Insured patients who receive Eligible Health Care Services that are determined to be noncovered services or have limited benefit coverage by the insurance provider. This includes patients with health care sharing ministries as defined in the Affordable Care Act. This does not apply to disease specific or defined benefit plans as these are not considered health care insurance coverage plans. 

Uninsured

Patients identified as having no insurance coverage. This does not include those patients with faith-based plans as identified by the Affordable Care Act

Uninsured discount

A discount on charges for medical services for patients identified as uninsured. The Uninsured Discount is determined annually based upon the Look-Back Method by determining the average discount provided by VUMC hospitals to Medicare fee-for-service and private health insurers. 

U.S. insurance plan

Insurance plan underwritten by a U.S. based insurance company and liable for the payment of the health care service provided to a patient.

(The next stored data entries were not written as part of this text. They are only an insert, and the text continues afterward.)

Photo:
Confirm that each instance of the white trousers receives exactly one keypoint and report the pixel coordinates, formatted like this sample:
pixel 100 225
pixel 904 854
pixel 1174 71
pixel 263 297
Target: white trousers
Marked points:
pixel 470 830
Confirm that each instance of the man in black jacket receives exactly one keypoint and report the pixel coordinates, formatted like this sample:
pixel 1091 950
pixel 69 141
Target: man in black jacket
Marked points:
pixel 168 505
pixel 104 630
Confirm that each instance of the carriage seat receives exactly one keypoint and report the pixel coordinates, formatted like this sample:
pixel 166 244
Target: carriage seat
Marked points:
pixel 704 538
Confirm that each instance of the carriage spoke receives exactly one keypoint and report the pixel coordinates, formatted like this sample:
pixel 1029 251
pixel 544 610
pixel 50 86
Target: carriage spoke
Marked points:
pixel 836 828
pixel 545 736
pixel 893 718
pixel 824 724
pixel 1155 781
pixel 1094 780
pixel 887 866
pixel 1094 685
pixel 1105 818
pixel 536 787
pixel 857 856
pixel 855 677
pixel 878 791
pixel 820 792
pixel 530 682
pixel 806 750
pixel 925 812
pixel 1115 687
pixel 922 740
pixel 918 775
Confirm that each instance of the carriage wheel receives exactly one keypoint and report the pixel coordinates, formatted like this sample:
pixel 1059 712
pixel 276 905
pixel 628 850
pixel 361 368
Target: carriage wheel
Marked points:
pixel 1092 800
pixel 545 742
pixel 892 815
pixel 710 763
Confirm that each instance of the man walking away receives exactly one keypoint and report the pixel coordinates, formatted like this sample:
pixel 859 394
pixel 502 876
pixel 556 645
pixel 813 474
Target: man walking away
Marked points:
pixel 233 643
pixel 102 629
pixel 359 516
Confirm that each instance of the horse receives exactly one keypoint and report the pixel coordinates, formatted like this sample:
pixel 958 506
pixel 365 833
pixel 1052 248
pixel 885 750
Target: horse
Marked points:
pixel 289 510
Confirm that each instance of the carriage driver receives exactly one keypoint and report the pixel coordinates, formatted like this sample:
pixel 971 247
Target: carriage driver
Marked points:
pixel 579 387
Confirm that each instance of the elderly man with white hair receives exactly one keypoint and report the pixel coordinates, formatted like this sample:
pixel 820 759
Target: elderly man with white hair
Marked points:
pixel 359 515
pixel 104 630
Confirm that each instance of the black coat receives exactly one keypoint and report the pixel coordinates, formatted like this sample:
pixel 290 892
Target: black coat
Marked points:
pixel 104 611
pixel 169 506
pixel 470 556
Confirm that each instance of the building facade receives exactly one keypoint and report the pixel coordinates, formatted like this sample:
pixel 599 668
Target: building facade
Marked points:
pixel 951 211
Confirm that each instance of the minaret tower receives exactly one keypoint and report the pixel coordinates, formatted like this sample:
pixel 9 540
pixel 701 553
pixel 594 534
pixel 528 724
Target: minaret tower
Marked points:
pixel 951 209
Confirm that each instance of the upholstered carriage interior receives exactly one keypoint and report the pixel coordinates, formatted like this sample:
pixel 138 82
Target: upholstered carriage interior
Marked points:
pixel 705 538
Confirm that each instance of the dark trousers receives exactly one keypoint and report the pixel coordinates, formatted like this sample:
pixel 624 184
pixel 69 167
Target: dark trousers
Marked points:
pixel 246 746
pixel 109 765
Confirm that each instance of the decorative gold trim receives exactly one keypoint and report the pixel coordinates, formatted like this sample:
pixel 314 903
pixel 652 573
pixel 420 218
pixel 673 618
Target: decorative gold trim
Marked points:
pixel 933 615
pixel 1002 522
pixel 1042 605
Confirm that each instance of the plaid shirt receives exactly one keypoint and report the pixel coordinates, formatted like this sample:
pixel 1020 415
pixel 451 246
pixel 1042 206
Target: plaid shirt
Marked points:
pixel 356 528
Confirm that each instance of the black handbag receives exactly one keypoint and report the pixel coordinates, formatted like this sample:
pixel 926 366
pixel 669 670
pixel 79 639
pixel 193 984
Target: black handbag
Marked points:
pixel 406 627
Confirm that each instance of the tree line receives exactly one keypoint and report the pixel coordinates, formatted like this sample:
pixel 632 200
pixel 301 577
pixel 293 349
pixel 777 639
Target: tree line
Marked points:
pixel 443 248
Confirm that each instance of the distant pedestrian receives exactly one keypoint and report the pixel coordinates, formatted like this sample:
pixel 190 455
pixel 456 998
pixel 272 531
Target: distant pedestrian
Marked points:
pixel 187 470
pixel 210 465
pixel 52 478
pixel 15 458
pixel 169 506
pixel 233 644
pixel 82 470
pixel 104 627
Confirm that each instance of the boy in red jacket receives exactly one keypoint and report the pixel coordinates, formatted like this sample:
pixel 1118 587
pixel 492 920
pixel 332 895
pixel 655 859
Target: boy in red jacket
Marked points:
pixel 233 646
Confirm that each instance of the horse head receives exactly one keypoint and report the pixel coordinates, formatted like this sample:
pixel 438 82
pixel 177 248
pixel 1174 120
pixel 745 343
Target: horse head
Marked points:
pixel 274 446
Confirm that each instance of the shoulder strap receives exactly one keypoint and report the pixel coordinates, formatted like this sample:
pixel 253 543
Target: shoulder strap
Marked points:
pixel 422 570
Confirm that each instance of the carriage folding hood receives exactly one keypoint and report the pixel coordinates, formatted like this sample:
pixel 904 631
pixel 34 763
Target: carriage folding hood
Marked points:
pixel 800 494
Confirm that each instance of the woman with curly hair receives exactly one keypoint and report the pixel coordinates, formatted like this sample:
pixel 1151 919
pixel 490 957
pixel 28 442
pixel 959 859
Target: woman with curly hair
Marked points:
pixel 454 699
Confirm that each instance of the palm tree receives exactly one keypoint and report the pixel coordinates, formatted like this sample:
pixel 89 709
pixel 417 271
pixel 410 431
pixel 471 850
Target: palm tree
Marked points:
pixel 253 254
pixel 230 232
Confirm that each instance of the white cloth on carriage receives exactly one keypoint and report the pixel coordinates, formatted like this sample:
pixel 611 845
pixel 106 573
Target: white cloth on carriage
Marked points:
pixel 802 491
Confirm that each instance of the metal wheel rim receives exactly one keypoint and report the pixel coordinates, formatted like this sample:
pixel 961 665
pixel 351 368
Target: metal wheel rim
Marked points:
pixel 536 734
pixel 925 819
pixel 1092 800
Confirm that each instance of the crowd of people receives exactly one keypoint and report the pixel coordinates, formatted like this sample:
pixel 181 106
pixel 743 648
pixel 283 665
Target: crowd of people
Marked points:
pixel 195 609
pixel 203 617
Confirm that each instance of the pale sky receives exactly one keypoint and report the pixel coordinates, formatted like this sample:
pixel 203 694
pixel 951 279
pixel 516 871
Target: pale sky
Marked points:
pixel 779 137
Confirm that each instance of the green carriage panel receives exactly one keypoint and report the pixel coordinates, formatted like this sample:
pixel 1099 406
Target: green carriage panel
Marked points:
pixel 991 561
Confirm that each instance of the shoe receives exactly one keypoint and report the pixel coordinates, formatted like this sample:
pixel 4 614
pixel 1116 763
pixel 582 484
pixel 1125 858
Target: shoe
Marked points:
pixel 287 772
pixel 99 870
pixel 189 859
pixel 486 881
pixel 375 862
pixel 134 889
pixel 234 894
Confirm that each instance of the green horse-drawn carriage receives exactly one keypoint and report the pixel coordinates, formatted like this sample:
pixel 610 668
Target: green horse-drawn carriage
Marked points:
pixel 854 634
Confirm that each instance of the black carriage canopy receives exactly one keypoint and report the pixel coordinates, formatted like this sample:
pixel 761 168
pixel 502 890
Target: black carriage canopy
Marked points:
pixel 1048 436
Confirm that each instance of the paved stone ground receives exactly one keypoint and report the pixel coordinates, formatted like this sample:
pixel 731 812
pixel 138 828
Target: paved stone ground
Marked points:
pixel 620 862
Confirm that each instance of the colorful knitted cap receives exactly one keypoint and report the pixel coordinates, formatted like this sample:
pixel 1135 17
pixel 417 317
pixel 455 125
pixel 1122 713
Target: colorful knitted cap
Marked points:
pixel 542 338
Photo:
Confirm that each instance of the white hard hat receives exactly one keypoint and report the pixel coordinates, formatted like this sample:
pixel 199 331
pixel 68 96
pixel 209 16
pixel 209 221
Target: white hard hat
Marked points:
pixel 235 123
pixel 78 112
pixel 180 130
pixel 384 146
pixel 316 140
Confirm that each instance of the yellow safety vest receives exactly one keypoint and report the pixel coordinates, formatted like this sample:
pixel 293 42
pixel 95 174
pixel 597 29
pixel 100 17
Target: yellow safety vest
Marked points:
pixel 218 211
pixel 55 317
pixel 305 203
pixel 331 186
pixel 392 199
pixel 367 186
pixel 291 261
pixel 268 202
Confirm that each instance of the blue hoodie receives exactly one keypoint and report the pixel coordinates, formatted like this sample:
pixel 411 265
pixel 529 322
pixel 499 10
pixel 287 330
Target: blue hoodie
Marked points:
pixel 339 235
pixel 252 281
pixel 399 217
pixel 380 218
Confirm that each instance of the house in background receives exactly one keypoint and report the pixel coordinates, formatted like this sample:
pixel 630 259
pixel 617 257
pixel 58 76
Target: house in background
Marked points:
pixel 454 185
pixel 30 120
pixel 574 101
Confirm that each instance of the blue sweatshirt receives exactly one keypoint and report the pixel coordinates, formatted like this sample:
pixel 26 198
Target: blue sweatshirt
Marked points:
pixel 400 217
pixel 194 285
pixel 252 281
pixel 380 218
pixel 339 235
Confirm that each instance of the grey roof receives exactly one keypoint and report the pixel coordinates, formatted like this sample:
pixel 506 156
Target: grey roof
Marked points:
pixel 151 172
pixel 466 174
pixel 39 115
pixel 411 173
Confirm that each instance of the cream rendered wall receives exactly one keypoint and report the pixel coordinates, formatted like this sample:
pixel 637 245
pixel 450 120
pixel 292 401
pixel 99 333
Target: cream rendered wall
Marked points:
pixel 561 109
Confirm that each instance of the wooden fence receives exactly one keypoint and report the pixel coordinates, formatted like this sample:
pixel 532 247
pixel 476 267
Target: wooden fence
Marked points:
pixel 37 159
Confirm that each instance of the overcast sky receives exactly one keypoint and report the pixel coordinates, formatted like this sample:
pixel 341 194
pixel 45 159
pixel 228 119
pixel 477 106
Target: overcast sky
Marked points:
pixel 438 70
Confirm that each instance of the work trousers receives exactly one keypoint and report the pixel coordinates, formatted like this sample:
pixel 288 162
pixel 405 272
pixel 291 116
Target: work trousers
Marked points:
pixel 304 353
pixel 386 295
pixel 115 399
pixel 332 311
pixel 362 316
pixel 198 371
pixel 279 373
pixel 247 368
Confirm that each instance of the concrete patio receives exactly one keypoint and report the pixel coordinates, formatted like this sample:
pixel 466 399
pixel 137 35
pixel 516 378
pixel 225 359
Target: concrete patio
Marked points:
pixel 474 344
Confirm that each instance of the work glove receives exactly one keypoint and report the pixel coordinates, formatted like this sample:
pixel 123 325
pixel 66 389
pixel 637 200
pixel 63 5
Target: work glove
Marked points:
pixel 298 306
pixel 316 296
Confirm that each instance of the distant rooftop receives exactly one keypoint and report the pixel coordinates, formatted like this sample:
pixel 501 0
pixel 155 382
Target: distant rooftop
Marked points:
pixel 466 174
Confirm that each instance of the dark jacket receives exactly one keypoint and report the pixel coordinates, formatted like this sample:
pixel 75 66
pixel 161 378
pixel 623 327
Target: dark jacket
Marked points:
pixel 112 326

Registered and in good standing with the Insurance Commissioner’s office of the state in which they are based.

Vanderbilt University Medical Center (VUMC) or Vanderbilt Health

Vanderbilt University Hospital, Monroe Carell Jr. Children’s Hospital at Vanderbilt, Vanderbilt Psychiatric Hospital, Vanderbilt Medical Group, Vanderbilt Academic and Research Enterprise, Medical Center Administration, Vanderbilt Wilson County Hospital, or other similar consolidated health care entity.